Justin Chipman guilty of dangerous driving, not assault on cops
Judge concludes RNC officer used excessive force by trying to shoot him
A man shot at by police in a parking lot on Memorial University's St. John's campus has been found guilty of dangerous driving — but not for the more serious charges of assaulting four police officers.
Instead, Judge Lois Skanes concluded it was the police who used excessive force by shooting at Justin Chipman, saying the gunplay was over the top.
Chipman, 27, was the target of a Royal Newfoundland Constabulary stakeout in the parking lot of MUN's Field House on the night of Feb. 18.
They were trying put the brakes on a rash of vehicle break-ins in the area with a surveillance sting they dubbed Operation Hoodwink.
According to the facts, Chipman drove into the lot in a stolen SUV, broke the window of another vehicle and stole the laptop inside. When police moved in, he tried to speed away but got stuck in a snowbank.

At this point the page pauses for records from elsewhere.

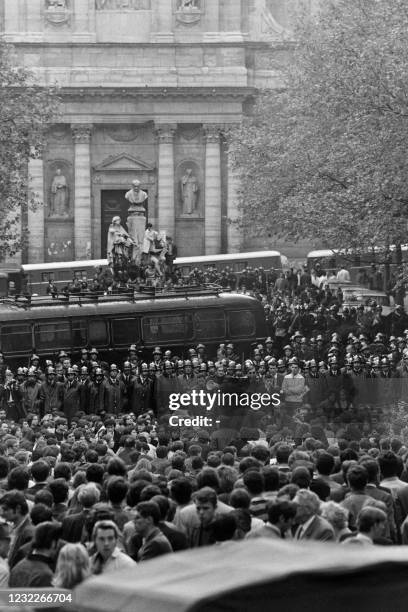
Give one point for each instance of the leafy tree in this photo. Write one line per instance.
(26, 109)
(325, 157)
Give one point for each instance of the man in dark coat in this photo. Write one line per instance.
(97, 392)
(71, 396)
(37, 569)
(115, 392)
(14, 509)
(51, 394)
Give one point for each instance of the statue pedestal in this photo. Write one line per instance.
(136, 223)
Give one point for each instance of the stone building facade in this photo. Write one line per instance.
(149, 91)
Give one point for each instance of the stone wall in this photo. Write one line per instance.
(149, 88)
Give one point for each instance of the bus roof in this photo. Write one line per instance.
(9, 311)
(66, 264)
(225, 257)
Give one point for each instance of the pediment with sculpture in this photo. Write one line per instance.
(123, 162)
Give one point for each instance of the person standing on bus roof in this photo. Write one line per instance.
(343, 275)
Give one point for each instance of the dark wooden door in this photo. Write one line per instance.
(113, 204)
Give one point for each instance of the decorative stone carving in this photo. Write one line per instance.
(189, 12)
(59, 190)
(188, 189)
(136, 213)
(122, 133)
(57, 132)
(115, 5)
(189, 133)
(123, 162)
(165, 133)
(57, 12)
(189, 192)
(81, 133)
(212, 132)
(59, 195)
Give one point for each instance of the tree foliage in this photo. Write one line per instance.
(326, 157)
(26, 109)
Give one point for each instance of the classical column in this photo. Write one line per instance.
(212, 25)
(84, 24)
(164, 21)
(36, 213)
(166, 213)
(233, 234)
(212, 190)
(82, 192)
(230, 20)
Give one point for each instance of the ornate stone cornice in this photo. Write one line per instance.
(81, 132)
(146, 93)
(212, 132)
(165, 132)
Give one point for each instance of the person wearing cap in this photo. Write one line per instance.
(71, 396)
(165, 385)
(127, 377)
(230, 352)
(84, 361)
(294, 389)
(5, 538)
(157, 356)
(141, 392)
(115, 392)
(201, 352)
(11, 398)
(30, 391)
(97, 392)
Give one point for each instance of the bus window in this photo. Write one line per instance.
(52, 335)
(47, 276)
(167, 327)
(79, 333)
(209, 324)
(125, 331)
(16, 338)
(98, 333)
(241, 323)
(65, 275)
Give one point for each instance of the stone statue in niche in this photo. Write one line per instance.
(187, 5)
(189, 11)
(56, 5)
(59, 206)
(57, 11)
(136, 220)
(189, 192)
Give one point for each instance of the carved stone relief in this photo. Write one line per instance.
(122, 133)
(59, 191)
(189, 12)
(57, 12)
(115, 5)
(189, 189)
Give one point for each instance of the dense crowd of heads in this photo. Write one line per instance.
(92, 468)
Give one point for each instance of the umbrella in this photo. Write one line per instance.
(254, 575)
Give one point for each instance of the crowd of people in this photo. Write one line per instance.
(94, 476)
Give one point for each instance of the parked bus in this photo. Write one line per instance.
(174, 321)
(37, 276)
(332, 260)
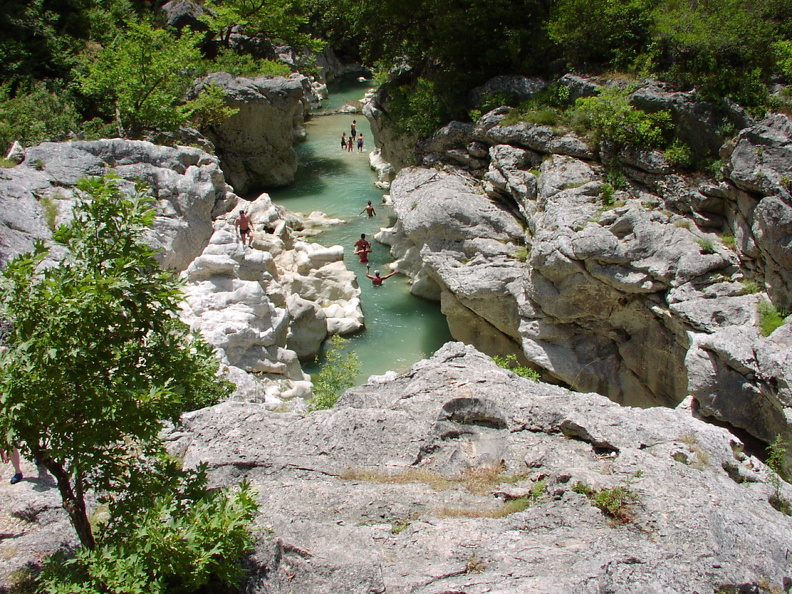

Officers converged on both sides of the SUV, trying to open the doors and ordering Chipman and a passenger to get out. Instead, Chipman continued to spin the tires, trying to escape.
That's when RNC Const. Dustin Spurrell fired a shot through the driver-side window, with the bullet grazing Chipman's chest. Spurrell testified he fired because he feared for his safety and that of his fellow officers, and that he aimed to kill, but missed.
On Friday, Judge Skanes agreed with Chipman's lawyer that Spurrell used excessive force, also ruling that Chipman was only trying to get away rather than attempting to run down the officers.
She threw out the eight charges of assaulting police officers, but convicted Chipman of dangerous driving, saying he should have surrendered rather than recklessly trying to escape.
Skanes also dismissed a defence application to have all charges dropped, but hinted she might consider a lesser sentence given the excessive forced used by police.
Chipman has already been convicted of theft in the case.
He will be sentenced for dangerous driving on Sept. 2.